I am trying to fit an additive mixed model using bam (mgcv library). My dataset has 10^6 observations from a longitudinal study on growth in 2.10^5 children nested in 300 health centers. I am looking for the slope for each center. The model is

bam(haz ~ s(month, bs = "cc", k = 12)+ sex+ s(age)+ center+ year+ year*center+s(child, bs="re"), data)

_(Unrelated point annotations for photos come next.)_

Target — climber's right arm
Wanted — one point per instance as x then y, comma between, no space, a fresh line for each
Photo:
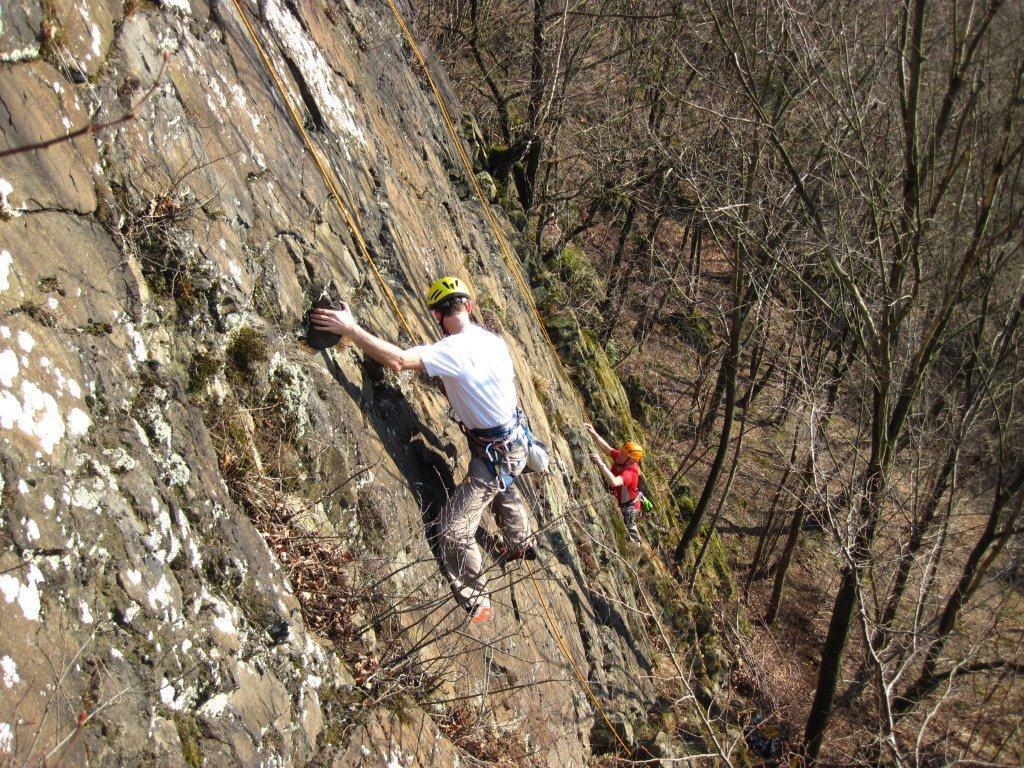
341,322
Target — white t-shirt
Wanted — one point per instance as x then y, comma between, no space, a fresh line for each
476,369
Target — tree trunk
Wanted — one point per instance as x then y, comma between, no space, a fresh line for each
730,365
537,80
615,281
791,545
846,597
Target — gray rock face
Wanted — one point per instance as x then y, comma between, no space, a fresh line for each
213,543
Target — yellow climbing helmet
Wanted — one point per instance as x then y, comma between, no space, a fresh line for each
445,288
632,450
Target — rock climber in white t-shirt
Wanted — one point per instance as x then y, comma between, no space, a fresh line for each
475,368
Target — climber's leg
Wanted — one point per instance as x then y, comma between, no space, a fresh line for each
510,511
457,535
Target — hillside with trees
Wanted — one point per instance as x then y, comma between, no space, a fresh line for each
796,230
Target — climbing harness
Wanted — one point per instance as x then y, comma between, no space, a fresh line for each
514,268
495,444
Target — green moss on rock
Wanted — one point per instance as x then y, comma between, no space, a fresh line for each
247,349
189,735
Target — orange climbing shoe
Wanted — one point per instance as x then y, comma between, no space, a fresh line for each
481,614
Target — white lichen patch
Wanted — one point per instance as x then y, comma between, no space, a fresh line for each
95,40
176,472
26,341
26,594
291,388
20,54
139,349
326,87
121,460
78,422
7,211
9,671
161,597
161,541
166,692
8,367
29,408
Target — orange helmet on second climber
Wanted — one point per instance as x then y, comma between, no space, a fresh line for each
445,288
632,450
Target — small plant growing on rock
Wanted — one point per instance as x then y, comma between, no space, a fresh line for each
247,349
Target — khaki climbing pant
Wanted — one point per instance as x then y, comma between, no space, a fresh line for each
461,517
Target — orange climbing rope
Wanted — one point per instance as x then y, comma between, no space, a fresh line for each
364,249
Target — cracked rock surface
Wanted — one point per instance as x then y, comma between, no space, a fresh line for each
168,450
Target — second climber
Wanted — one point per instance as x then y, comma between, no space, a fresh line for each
478,378
623,478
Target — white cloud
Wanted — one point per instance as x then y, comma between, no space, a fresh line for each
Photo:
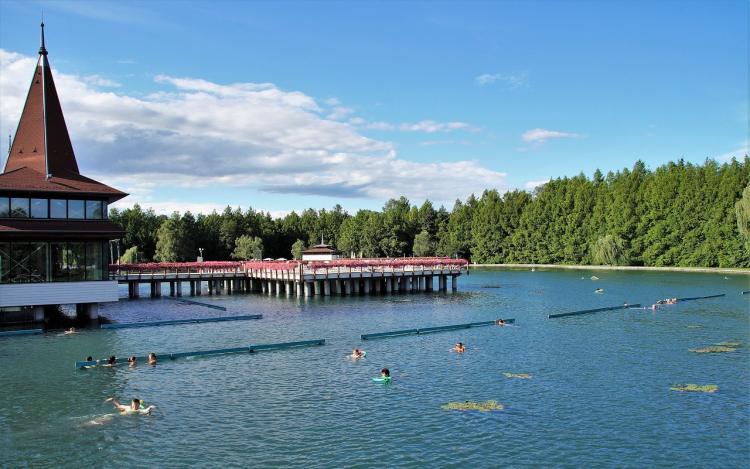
531,185
541,135
194,133
379,126
515,80
339,112
444,142
744,149
431,126
96,80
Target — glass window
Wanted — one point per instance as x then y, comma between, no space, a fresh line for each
76,261
94,209
76,209
4,207
58,262
20,255
39,208
4,262
58,208
38,262
94,261
19,207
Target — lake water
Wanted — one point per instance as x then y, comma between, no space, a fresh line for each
599,395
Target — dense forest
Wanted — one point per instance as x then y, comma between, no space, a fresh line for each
678,215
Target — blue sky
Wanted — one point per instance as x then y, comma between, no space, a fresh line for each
282,106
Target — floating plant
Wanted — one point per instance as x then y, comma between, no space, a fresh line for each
518,375
473,405
717,349
695,387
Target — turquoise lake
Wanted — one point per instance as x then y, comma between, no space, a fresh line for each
599,395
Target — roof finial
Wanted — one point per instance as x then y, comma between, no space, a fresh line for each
42,50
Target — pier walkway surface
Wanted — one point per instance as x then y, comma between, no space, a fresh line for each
300,278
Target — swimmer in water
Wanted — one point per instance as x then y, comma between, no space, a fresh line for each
111,361
90,359
135,406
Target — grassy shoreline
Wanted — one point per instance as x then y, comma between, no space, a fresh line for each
713,270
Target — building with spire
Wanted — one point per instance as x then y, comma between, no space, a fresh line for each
54,233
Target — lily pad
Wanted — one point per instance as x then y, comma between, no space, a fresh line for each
695,387
518,375
717,349
473,405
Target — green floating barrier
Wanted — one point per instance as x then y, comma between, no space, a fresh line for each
181,321
701,297
194,302
250,349
597,310
24,332
473,405
434,329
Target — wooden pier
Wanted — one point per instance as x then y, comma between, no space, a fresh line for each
298,278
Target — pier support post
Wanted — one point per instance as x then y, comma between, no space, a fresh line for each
38,313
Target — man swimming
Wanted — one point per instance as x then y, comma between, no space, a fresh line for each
135,406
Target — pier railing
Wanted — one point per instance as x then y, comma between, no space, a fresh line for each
291,270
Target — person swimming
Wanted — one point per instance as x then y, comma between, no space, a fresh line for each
111,361
136,405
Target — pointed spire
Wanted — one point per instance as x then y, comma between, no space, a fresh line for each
42,50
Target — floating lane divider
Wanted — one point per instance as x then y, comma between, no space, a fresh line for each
194,302
597,310
701,297
251,349
432,329
181,321
25,332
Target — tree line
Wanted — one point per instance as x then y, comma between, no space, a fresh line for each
678,215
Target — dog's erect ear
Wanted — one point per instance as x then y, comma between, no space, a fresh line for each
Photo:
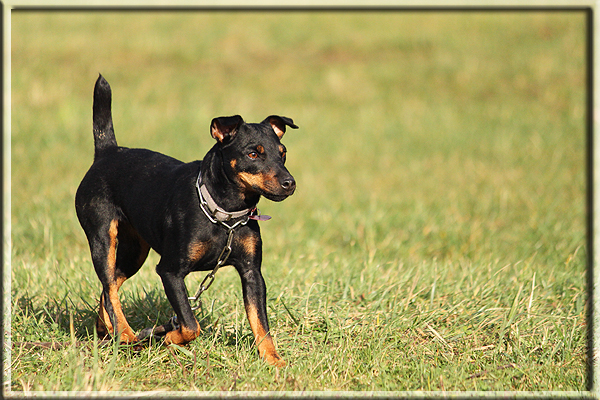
278,124
224,128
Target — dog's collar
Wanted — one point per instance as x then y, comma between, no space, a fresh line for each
218,214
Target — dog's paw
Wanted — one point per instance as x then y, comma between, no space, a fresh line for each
275,360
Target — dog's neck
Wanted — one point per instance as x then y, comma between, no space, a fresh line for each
223,189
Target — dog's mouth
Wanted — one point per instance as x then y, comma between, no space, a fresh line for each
277,197
269,186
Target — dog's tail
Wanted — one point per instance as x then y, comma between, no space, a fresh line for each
104,134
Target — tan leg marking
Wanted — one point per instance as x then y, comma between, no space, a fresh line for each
183,335
266,348
127,335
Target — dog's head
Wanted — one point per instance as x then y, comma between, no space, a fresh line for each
254,155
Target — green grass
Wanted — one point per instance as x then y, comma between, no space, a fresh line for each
436,240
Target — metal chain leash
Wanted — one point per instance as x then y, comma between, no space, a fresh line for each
209,279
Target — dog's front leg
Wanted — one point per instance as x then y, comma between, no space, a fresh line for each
255,302
189,328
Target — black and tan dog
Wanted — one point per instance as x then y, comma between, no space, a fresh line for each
132,200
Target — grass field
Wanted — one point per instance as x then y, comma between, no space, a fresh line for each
436,240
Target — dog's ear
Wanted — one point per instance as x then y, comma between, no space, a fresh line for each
278,124
224,128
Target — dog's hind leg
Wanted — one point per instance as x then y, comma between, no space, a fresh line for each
117,254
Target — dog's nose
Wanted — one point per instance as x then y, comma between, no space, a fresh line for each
289,184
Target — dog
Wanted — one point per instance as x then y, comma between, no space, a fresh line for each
195,215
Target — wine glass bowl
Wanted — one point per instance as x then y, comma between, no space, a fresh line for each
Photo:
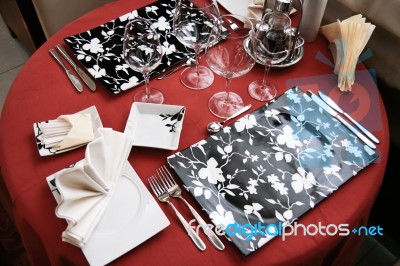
143,52
230,59
192,26
271,45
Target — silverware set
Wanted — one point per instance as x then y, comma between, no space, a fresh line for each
71,75
165,187
333,109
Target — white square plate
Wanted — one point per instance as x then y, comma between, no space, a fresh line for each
132,217
155,125
96,122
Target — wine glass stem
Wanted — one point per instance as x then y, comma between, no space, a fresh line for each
197,58
265,77
146,81
228,85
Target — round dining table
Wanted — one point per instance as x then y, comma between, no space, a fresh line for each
42,91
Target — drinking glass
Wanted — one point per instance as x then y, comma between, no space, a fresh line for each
271,45
193,23
229,58
142,52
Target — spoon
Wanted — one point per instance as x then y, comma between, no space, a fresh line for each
216,126
190,62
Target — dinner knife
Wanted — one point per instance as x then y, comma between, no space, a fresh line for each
335,114
88,81
72,77
332,104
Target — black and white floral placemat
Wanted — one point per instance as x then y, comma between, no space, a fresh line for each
100,49
271,166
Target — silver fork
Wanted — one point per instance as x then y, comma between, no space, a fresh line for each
163,196
175,191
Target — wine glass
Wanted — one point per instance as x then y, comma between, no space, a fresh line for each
229,58
192,24
142,52
271,45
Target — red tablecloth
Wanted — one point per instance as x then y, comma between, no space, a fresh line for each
41,91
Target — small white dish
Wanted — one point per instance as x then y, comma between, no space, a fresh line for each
155,125
131,218
96,121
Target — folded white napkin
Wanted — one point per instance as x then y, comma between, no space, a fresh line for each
86,188
67,131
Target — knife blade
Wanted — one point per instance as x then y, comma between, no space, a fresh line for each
332,104
72,77
88,81
335,114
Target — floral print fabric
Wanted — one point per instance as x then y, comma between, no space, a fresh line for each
271,166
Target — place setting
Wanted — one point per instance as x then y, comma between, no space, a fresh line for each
272,165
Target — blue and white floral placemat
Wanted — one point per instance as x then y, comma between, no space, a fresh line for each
100,49
271,166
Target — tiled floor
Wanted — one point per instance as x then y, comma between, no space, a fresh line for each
382,252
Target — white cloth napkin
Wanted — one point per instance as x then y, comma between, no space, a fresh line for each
86,188
67,131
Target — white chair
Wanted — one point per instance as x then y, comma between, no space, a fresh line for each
54,14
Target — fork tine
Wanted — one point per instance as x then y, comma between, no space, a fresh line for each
160,190
163,179
153,186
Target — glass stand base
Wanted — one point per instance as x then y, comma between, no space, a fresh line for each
260,93
223,104
155,96
197,81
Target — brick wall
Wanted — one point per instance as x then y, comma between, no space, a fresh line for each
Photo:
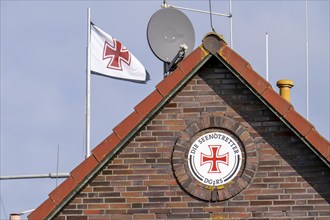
289,182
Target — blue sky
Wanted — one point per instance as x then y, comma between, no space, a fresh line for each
43,62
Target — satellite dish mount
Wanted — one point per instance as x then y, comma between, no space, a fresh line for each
170,36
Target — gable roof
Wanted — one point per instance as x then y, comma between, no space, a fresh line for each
213,46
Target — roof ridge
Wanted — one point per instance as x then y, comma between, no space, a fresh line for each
212,44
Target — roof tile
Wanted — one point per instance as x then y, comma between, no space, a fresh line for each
255,80
147,104
172,80
319,142
124,127
233,58
193,58
298,122
58,194
83,169
279,103
43,210
105,147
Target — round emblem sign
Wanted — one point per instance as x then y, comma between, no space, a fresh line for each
214,158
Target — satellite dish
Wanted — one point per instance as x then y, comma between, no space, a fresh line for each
168,29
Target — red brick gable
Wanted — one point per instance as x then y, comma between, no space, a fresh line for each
165,90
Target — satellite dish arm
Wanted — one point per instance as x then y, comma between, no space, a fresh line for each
179,56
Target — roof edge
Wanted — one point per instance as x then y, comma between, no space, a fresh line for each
265,93
188,74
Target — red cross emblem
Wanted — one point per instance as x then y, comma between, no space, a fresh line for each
117,54
214,159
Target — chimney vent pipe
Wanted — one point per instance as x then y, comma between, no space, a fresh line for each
285,86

Whenever, when I try to fit the model the following error message appears:

Error: cannot allocate vector of size 99.6 Gb
In addition: Warning message:
In matrix(by, n, q) : data length exceeds size of matrix

I am working on a cluster with 500 Gb de RAM.

Thank you for any help

Solutions to this are either very general (get more RAM) or very, very specific to your particular modeling task. e.g. see stackoverflow.com/q/10917532/324364joran

1 Answers


To diagnose more precisely where the problem is, try fitting your model with various terms left out. There are several terms in the model that could blow up on you:

  • the fixed effects involving center will blow up to 300 columns * 10^6 rows; depending on whether year is numeric or a factor, the year*center term could blow up to 600 columns or (nyears*300) columns
  • it's not clear to me whether bam uses sparse matrices for s(.,bs="re") terms; if not, you'll be in big trouble (2*10^5 columns * 10^6 rows)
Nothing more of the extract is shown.